US deputy secretary of state Wendy Sherman will be in Mumbai today after holding talks with foreign secretary Harsh Shringla in the capital and calling on foreign minister Subramanyam Jaishankar and NSA Ajit Doval. In talks on Wednesday, Sherman and Shringla took stock of growing bilateral ties and discussed the regional situation. As expected, Afghanistan was on top of the agenda and New Delhi’s security concerns were highlighted by the top Indian official. Considering that Sherman’s next stop will be Islamabad, she took care to reassure India publicly. She explained Washington’s position after talks with the foreign secretary.
“We understand India’s concern about terrorism spilling over not only into India but to the entire region [from Afghanistan]...Our partnership on counterterrorism with India is part of that strong press to make sure that India’s security is first and foremost in our minds,” she said.
India and the US are on the same page on Afghanistan, with both countries insisting that the Taliban must do much more before getting international recognition.
In Mumbai, Sherman will meet business leaders and members of civil society. Delhi-Washington relations are multifaceted and growing by the day. Earlier this month, a bilateral alliance for women’s economic empowerment was announced. In the last week of September, India’s chief of defence staff, Bipin Rawat met with defence secretary Llyod Austin in Washington. The visit underscored the expanding defence ties and US efforts to modernise India’s defence forces to help narrow the gap with China’s military might in Asia. The defence foundational agreements signed by the two countries is to prepare India’s armed forces for greater institutional integration and operational compatibility with its US counterparts. Washington’s wooing of New Delhi began with the signing of the civil nuclear deal is aimed at countering China’s growing military power in the region. India is now a major US defence partner but is not a military ally. This suits New Delhi as an iron-clad defence agreement might limit its options.

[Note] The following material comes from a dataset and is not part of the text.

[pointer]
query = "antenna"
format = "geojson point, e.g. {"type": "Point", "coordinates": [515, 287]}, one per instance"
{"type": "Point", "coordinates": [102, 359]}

From Mumbai, Sherman will fly to Islamabad, for the first senior-level visit of a senior US official. With Afghanistan remaining a major problem, the discussions will be centred largely on ensuring that Pakistan uses its influence to get the Taliban to keep to its commitments on inclusive government, women’s rights and actions to show that it will be a responsible member of the international community. Islamabad says it cannot dictate to the Taliban, at the most, it can give suggestions. While that is true, it is also a fact that Pakistan has leverage with the Taliban and its former spy chief Faiz Hameed was in Kabul to sort out the factional fight within the Taliban last month.
Commentary in the Pakistan press has said that Sherman will try to ensure that Islamabad does not recognise the Taliban government just yet. It must wait till other members of the international community are ready to do so. Unlike during the Taliban’s first stint in power when Pakistan, Saudi Arabia and the UAE were the only countries that recognised the Kabul government, this time Islamabad has not rushed to do so.
Despite excellent ties with China, Pakistan is looking to mend frayed relations with the US, which has taken a turn for the worse since the Biden administration came to power. President Biden has not yet made his first customary call to Prime Minister Imran Khan. That has rankled the PTI government as it looks to build bridges with the US. It now wants to break out from its earlier military ties and engage Washington in a wider economic sphere. How all this pans out remains to be seen. For now, it will be interesting to watch the sound bites that will emanate from Islamabad and Washington during the Sherman visit.